Methods: In this open-label trial undertaken in 26 centres in Australia and New Zealand, participants undergoing peritoneal dialysis were randomly assigned in a 1:1 ratio with an adaptive allocation algorithm to daily topical exit-site application of antibacterial honey plus standard exit-site care or intranasal mupirocin prophylaxis (only in carriers of nasal S aureus) plus standard exit-site care (control group). The primary endpoint was time to first infection related to peritoneal dialysis (exit-site infection, tunnel infection, or peritonitis). The trial is registered with the Australian New Zealand Clinical Trials Registry, number 12607000537459.

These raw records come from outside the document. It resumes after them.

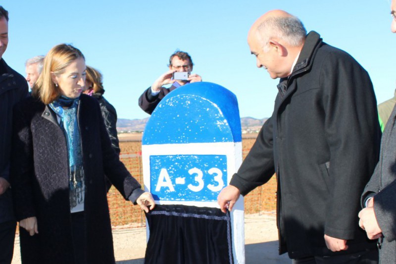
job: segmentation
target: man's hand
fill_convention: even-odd
[[[39,230],[37,228],[37,218],[35,216],[21,220],[19,221],[19,226],[26,229],[31,236],[39,233]]]
[[[327,248],[333,252],[348,249],[348,245],[346,245],[346,240],[345,239],[332,237],[325,234],[325,242]]]
[[[232,185],[228,185],[222,190],[217,196],[217,203],[220,206],[221,211],[225,213],[227,209],[231,211],[240,195],[241,192],[238,188]]]
[[[142,194],[142,195],[139,196],[136,200],[136,203],[146,212],[148,212],[149,211],[153,210],[155,207],[155,202],[154,202],[152,195],[148,192]],[[149,208],[148,207],[149,206]]]
[[[373,200],[374,199],[370,200]],[[359,212],[358,216],[360,218],[359,220],[359,226],[366,231],[367,237],[370,239],[377,239],[382,236],[382,230],[375,217],[373,206],[366,207],[361,210]]]
[[[202,78],[201,78],[201,76],[200,76],[198,74],[196,74],[195,73],[194,73],[193,74],[191,74],[191,75],[190,75],[187,80],[190,81],[190,83],[196,83],[197,82],[201,82]]]
[[[9,183],[8,181],[2,177],[0,177],[0,195],[3,194],[9,187]]]
[[[174,83],[175,80],[172,80],[172,77],[175,71],[174,70],[170,70],[159,76],[151,85],[151,89],[154,92],[158,92],[162,85]]]

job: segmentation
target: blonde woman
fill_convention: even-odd
[[[81,94],[85,60],[66,44],[44,60],[33,96],[16,106],[11,169],[22,263],[115,263],[104,174],[148,211],[112,149],[97,100]]]

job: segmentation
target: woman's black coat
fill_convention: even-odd
[[[112,149],[97,100],[81,95],[77,116],[86,186],[87,263],[114,263],[104,174],[126,199],[141,186]],[[22,262],[74,263],[68,152],[56,116],[31,97],[15,107],[13,128],[11,182],[15,212],[18,220],[36,216],[39,231],[30,237],[20,229]]]

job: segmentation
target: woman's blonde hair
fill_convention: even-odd
[[[43,71],[34,85],[32,95],[45,105],[57,99],[60,90],[52,81],[51,73],[55,75],[61,74],[65,68],[79,58],[85,60],[80,50],[69,44],[59,44],[51,49],[44,58]]]
[[[92,90],[93,90],[94,93],[100,93],[102,94],[104,93],[102,83],[102,74],[95,68],[88,65],[87,65],[86,72],[87,73],[85,77],[86,81],[92,83],[92,87],[89,88],[84,93],[88,93]]]

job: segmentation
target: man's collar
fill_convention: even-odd
[[[290,69],[290,74],[291,74],[293,72],[293,69],[294,69],[294,66],[296,66],[296,64],[297,64],[297,60],[298,60],[298,57],[300,56],[300,53],[301,53],[301,51],[298,52],[298,53],[297,54],[297,55],[296,56],[296,58],[294,59],[294,61],[293,62],[293,64],[292,65],[292,68]]]

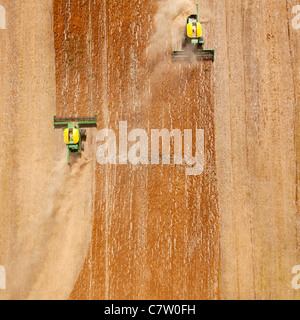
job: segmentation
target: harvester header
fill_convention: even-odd
[[[86,140],[87,132],[80,127],[97,126],[97,114],[89,118],[56,118],[54,116],[53,124],[63,129],[69,164],[70,154],[80,154],[84,150],[83,141]]]
[[[172,52],[172,61],[190,61],[195,57],[196,60],[209,60],[214,62],[215,51],[204,50],[204,43],[202,25],[200,23],[199,5],[197,4],[197,14],[191,14],[187,17],[182,50]]]

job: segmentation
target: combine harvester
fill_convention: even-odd
[[[56,118],[55,127],[63,127],[64,140],[67,146],[67,161],[70,164],[70,154],[80,154],[84,150],[82,141],[86,140],[86,130],[81,127],[97,126],[97,114],[92,118]]]
[[[197,14],[191,14],[187,18],[186,34],[182,43],[183,50],[172,52],[172,61],[208,60],[214,62],[215,50],[204,50],[204,38],[202,37],[202,26],[200,23],[199,5]]]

Findings: Of 371 participants, 186 were assigned to the honey group and 185 to the control group. The median peritoneal-dialysis-related infection-free survival times were not significantly different in the honey (16·0 months [IQR not estimable]) and control groups (17·7 months [not estimable]; unadjusted hazard ratio 1·12, 95% CI 0·83–1·51; p=0·47). In the subgroup analyses, honey increased the risks of both the primary endpoint (1·85, 1·05–3·24; p=0·03) and peritonitis (2·25, 1·16–4·36) in participants with diabetes. The incidences of serious adverse events (298 vs 327, respectively; p=0·1) and deaths (14 vs 18, respectively; p=0·9) were not significantly different in the honey and control groups. 11 (6%) participants in the honey group had local skin reactions.
Interpretation: The findings of this trial show that honey cannot be recommended routinely for the prevention of peritoneal-dialysis-related infections.